Answer: Yes, a solution exists in \( (0, 1) \).
Example:
Show that the equation \( x^5 – x^2 + 1 = 0 \) has a root in the interval \( [-2, -1] \).
▶️ Answer/Explanation
Define \( f(x) = x^5 – x^2 + 1 \). This is a polynomial, so it is continuous on \( [-2, -1] \).
Compute \( f(-2) \) and \( f(-1) \):
\( f(-2) = (-2)^5 – (-2)^2 + 1 = -32 – 4 + 1 = -35 \).
\( f(-1) = (-1)^5 – (-1)^2 + 1 = -1 – 1 + 1 = -1 \).
Notice both values are negative (\( f(-2) = -35, f(-1) = -1 \)), so no sign change. Try a point between them, say \( x = 0 \):
\( f(0) = 0^5 – 0^2 + 1 = 1 \).
So \( f(-1) = -1 \), \( f(0) = 1 \) → sign change occurs on \( (-1, 0) \).
Conclusion: By IVT, there exists \( c \in (-1, 0) \) such that \( f(c) = 0 \).
Answer: A root exists in \( (-1, 0) \).
Example:
Let \( f \) be a continuous function such that \( f(1) = 7 \) and \( f(7) = 1 \). Let \( g \) be the function given by \( g(x) = f(x) – x \).
Explain why there must be a value \( c \) for \( 1 < c < 7 \) such that \( g(c) = 0 \).
▶️ Answer/Explanation
Since \( f(x) \) is continuous, and \( g(x) = f(x) – x \) is the difference of two continuous functions, \( g(x) \) is also continuous on \( [1, 7] \).

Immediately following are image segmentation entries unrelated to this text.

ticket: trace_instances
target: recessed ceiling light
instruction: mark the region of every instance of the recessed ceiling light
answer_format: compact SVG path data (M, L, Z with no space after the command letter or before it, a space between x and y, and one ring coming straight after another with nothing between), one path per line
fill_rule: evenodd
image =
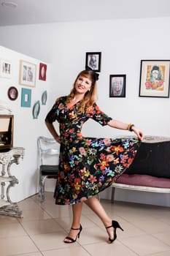
M13 3L12 1L3 1L1 3L1 5L4 7L10 7L10 8L16 8L18 7L18 4L15 3Z

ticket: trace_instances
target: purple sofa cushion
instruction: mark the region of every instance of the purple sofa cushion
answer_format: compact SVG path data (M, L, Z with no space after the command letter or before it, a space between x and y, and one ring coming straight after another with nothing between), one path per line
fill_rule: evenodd
M144 186L170 189L170 178L158 178L145 174L122 174L116 183L134 186Z

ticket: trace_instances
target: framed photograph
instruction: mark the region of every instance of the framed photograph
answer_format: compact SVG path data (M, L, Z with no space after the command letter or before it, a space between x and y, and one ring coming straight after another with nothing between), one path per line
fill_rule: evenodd
M6 78L11 78L12 64L9 60L0 59L0 76Z
M110 75L110 97L125 97L125 75Z
M42 105L46 105L47 99L47 91L45 91L42 94Z
M142 60L139 97L169 97L170 60Z
M15 100L17 99L18 96L18 91L16 87L11 86L10 88L9 88L8 89L9 99L10 99L11 100Z
M19 83L21 85L35 87L36 64L20 60Z
M31 102L31 90L22 88L21 91L21 107L30 108Z
M85 67L95 70L101 71L101 53L86 53Z
M39 63L39 79L46 81L47 65Z
M38 100L33 106L33 118L34 119L37 119L40 111L40 102Z

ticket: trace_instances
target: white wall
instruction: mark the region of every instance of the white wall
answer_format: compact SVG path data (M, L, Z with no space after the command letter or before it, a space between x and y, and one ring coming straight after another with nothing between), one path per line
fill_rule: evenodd
M138 96L141 59L170 59L169 25L170 18L163 18L6 26L0 27L0 44L51 64L49 108L58 96L69 92L77 72L85 68L85 53L101 51L100 108L115 118L134 123L145 135L170 136L169 98ZM126 74L125 98L109 97L113 74ZM90 121L83 132L94 137L128 134ZM169 204L166 197L158 197L158 204Z
M44 119L47 111L47 105L40 104L40 112L37 119L34 119L32 108L34 104L39 100L42 93L48 91L50 80L50 65L47 64L47 81L39 80L39 67L40 60L31 58L0 47L0 60L9 60L12 64L12 77L10 79L0 76L0 102L4 106L8 106L14 115L14 147L25 148L23 159L20 160L20 165L12 165L11 173L17 177L19 184L9 190L12 201L19 201L37 192L38 171L37 168L37 146L36 140L39 135L45 135L47 129ZM36 65L36 82L35 87L27 87L19 84L20 60L24 60ZM10 100L7 91L10 86L15 86L18 91L18 97L16 100ZM21 89L27 88L31 89L31 108L21 107Z

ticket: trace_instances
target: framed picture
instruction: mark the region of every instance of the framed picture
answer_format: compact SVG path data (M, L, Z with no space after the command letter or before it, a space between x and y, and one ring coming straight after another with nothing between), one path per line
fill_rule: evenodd
M31 90L22 88L21 91L21 107L30 108L31 102Z
M46 81L47 65L39 63L39 79Z
M169 97L170 60L142 60L139 97Z
M47 91L45 91L42 94L42 105L46 105L47 99Z
M9 89L8 89L8 97L11 100L17 99L18 96L18 89L16 89L16 87L11 86L10 88L9 88Z
M96 72L101 71L101 53L86 53L85 67Z
M35 87L36 86L36 65L34 64L20 60L19 83L23 86Z
M125 97L125 75L110 75L109 97Z
M9 60L0 59L0 76L6 78L11 78L12 64Z
M34 119L37 119L40 111L40 102L38 100L33 106L33 118Z

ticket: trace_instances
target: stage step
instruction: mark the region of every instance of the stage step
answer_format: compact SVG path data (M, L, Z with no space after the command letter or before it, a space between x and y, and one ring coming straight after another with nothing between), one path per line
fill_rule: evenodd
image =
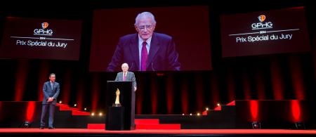
M136 119L135 124L159 124L159 119Z
M78 111L78 110L72 110L72 115L81 115L81 116L88 116L90 115L90 112Z
M180 124L159 124L159 119L135 119L136 129L180 129ZM104 129L105 124L88 124L88 129Z
M80 111L79 108L69 107L68 105L57 103L60 111L72 111L72 115L90 115L90 112Z
M136 124L136 129L181 129L180 124ZM88 124L88 129L105 129L105 124Z
M88 124L88 129L105 129L105 124Z
M136 124L136 129L181 129L180 124Z

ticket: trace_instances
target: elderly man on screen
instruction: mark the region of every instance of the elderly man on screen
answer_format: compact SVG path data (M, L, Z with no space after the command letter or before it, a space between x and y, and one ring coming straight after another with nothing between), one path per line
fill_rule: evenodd
M119 39L107 71L117 71L127 63L131 71L180 70L178 53L173 38L154 32L156 20L150 12L139 13L135 20L137 33Z

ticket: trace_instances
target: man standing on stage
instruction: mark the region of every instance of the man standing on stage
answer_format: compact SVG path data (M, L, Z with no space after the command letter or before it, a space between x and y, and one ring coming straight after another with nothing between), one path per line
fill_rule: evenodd
M136 79L133 72L129 72L129 65L127 63L123 63L121 65L121 70L117 73L115 81L132 81L132 91L131 91L131 129L135 129L135 92L137 89Z
M43 86L44 99L42 102L40 129L44 129L45 127L44 119L48 110L49 110L48 129L55 129L53 125L54 122L55 107L57 103L57 97L58 97L60 91L60 86L58 83L55 81L55 74L51 73L49 74L49 81L45 82Z

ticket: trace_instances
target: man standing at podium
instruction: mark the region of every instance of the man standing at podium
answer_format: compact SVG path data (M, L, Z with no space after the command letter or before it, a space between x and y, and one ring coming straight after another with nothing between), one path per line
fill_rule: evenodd
M136 79L133 72L129 72L129 65L123 63L121 65L122 72L118 72L115 81L132 81L131 93L131 129L135 129L135 92L137 89Z
M41 126L40 129L44 129L45 126L45 115L47 111L49 112L48 129L54 129L53 125L54 121L55 107L57 103L57 97L60 92L59 84L55 81L56 77L54 73L49 74L49 81L44 84L43 93L44 98L42 102Z

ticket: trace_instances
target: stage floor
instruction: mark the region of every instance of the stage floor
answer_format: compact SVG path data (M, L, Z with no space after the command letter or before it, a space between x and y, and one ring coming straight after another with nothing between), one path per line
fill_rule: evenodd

Compute \( g(1) \) and \( g(7) \):
\( g(1) = f(1) – 1 = 7 – 1 = 6 \) (positive)
\( g(7) = f(7) – 7 = 1 – 7 = -6 \) (negative)
Since \( g(x) \) changes sign from positive to negative and is continuous on \( [1, 7] \), by the Intermediate Value Theorem there exists \( c \in (1, 7) \) such that \( g(c) = 0 \).
Answer: Yes, there is a value \( c \) in \( (1, 7) \) where \( g(c) = 0 \).